DeepMind MuZero AI can master games without knowing the rules

The holy grail of AI has always been to enable computers to learn the way humans do. The most powerful AIs today, however, still rely on having certain known rules, like rules for a game of chess or Go. Human learning, however, is often messy in inferential, learning the rules of life as we go. DeepMind has long been trying to create such AIs using games as their environment and test suite. Google's sister company focusing on AI research has just revealed its latest achievement in MuZero, an AI that can master a game without learning the rules beforehand.

DeepMind's previous AIs like AlphaGo have been widely covered in media for beating human champions in their respective games. Impressive as they may have been, they were still a few steps shy of the ultimate goal. AlphaGo, in particular, had the advantage of knowing not only the rules of Go but also domain knowledge and data from human players. Its successors, AlphaGo Zero and AlphaZero, could still bank on having the rule book to learn from.

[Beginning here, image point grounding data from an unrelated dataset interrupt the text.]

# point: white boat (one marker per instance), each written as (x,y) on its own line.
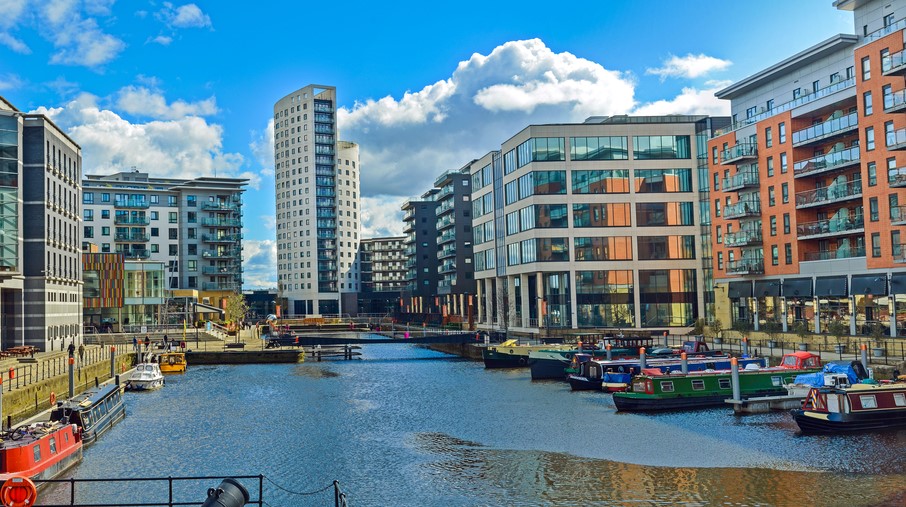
(147,375)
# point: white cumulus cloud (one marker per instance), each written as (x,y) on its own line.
(689,66)
(259,264)
(142,101)
(186,147)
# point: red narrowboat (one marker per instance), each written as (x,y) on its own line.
(39,451)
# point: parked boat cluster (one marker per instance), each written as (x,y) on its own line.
(831,398)
(46,450)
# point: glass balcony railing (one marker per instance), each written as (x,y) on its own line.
(838,253)
(745,179)
(896,140)
(739,152)
(833,193)
(894,63)
(831,227)
(746,267)
(804,99)
(827,129)
(747,208)
(827,162)
(742,238)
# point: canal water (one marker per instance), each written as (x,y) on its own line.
(405,426)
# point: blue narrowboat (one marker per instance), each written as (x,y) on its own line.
(94,411)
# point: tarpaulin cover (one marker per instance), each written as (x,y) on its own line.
(817,379)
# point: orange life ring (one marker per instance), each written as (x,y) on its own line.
(18,492)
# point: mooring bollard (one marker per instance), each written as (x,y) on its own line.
(734,378)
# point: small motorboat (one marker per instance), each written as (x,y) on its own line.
(147,375)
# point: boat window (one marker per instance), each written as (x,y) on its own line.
(899,399)
(868,401)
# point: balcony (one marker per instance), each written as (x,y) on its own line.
(894,64)
(221,222)
(738,153)
(833,161)
(219,254)
(836,125)
(742,238)
(135,237)
(225,238)
(830,194)
(445,222)
(129,220)
(837,253)
(739,181)
(746,267)
(743,209)
(131,204)
(896,140)
(137,255)
(830,228)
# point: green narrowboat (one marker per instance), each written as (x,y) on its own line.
(710,388)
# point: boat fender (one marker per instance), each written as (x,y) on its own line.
(18,492)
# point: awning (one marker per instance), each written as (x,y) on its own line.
(875,285)
(738,290)
(797,287)
(898,283)
(831,286)
(766,288)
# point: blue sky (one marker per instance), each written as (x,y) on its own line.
(187,88)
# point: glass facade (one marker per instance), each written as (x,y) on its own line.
(667,297)
(598,148)
(9,193)
(661,147)
(605,299)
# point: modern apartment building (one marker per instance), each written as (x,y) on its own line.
(40,262)
(192,226)
(317,195)
(806,184)
(382,264)
(592,225)
(419,226)
(456,280)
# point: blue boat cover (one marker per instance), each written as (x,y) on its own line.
(817,379)
(616,378)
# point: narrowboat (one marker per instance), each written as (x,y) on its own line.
(172,362)
(39,451)
(592,373)
(858,407)
(710,388)
(510,355)
(93,411)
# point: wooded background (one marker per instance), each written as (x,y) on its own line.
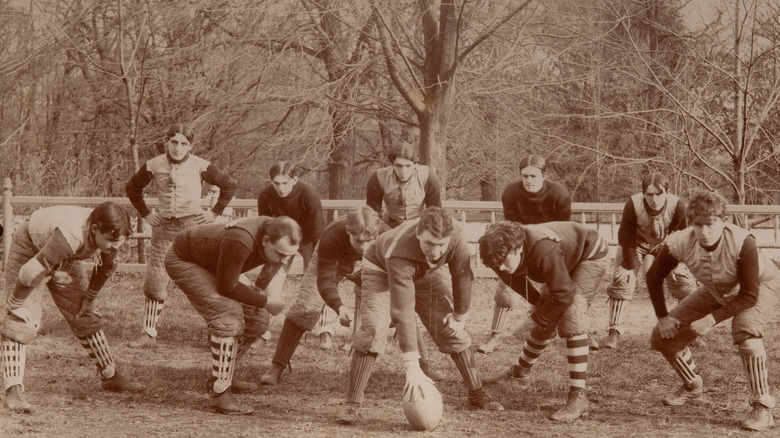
(606,90)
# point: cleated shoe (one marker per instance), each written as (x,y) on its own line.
(685,393)
(760,418)
(14,400)
(516,375)
(272,376)
(492,344)
(593,343)
(326,341)
(117,383)
(479,399)
(349,414)
(612,339)
(576,406)
(430,371)
(144,342)
(225,403)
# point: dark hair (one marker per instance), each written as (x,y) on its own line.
(655,179)
(283,226)
(435,220)
(111,219)
(533,161)
(180,128)
(284,168)
(499,240)
(704,204)
(404,150)
(363,222)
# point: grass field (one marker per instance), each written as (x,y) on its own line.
(625,386)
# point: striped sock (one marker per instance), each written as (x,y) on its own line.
(223,352)
(97,348)
(531,351)
(577,358)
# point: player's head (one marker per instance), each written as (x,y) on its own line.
(434,231)
(533,170)
(363,225)
(109,226)
(655,187)
(178,141)
(403,157)
(501,247)
(284,176)
(281,240)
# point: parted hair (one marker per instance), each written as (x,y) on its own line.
(499,240)
(403,150)
(655,179)
(363,222)
(284,168)
(111,219)
(436,221)
(180,128)
(703,204)
(283,226)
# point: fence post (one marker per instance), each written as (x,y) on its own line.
(8,219)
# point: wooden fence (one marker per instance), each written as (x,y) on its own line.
(764,219)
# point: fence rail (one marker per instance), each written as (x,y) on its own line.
(764,219)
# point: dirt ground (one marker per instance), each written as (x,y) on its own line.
(625,385)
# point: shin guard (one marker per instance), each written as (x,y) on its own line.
(359,373)
(97,348)
(223,354)
(754,361)
(14,355)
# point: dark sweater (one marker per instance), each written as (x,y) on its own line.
(551,203)
(303,205)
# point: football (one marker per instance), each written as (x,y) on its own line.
(425,412)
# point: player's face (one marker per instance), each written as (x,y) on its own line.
(279,252)
(655,197)
(708,230)
(178,146)
(360,242)
(512,261)
(106,242)
(283,185)
(533,178)
(433,247)
(403,169)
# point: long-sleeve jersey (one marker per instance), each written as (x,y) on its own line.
(641,227)
(551,203)
(731,271)
(302,204)
(336,259)
(551,251)
(398,254)
(228,250)
(179,185)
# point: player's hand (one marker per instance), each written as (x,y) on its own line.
(415,378)
(455,322)
(88,307)
(622,275)
(205,217)
(153,219)
(345,316)
(668,327)
(274,306)
(702,326)
(523,332)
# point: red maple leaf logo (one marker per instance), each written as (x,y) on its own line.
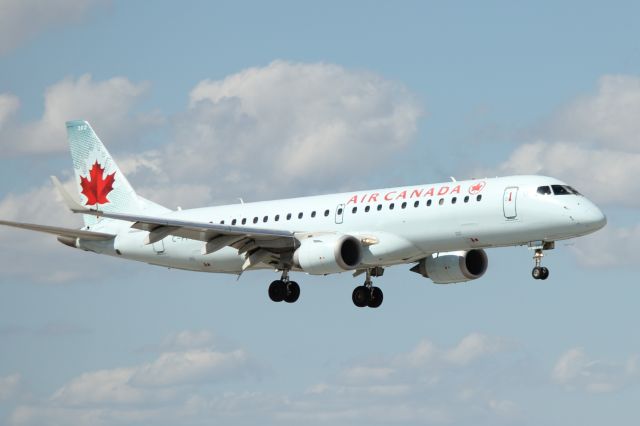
(474,189)
(95,187)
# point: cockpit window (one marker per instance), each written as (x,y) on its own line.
(573,190)
(545,190)
(561,190)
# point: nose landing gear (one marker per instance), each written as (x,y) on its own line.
(367,294)
(541,272)
(284,290)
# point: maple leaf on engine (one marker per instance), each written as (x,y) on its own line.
(95,187)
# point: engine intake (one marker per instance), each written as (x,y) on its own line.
(328,254)
(453,267)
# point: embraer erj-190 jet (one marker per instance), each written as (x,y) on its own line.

While these AIs excelled in games with complex strategies but simple visuals, they failed when applied to more visually complex games where the rules are not so easy to infer. That's where the new MuZero AI comes in and it uses a selection of Atari games, like Ms. Pac-Man, to test out their theory.

Most AI researchers use two strategies to tackle the learning problem, one of which is the lookahead search that relies on being given the rules or knowledge of a game. Model-based planning does learn by creating an accurate model of an environment but at the expense of being overly complex. MuZero's advantage is that it models only the parts of the environment that are important, like knowing that an umbrella will help keep you dry under the rain rather than modeling the movement of all raindrops.

DeepMind was definitely impressed by the efficiency and speed that MuZero was able to master games, even when given only a limited number of steps to plan ahead. It hopes that this new method of AI learning will be applied to messy real-world environments where the rules aren't laid down in a well-defined manner.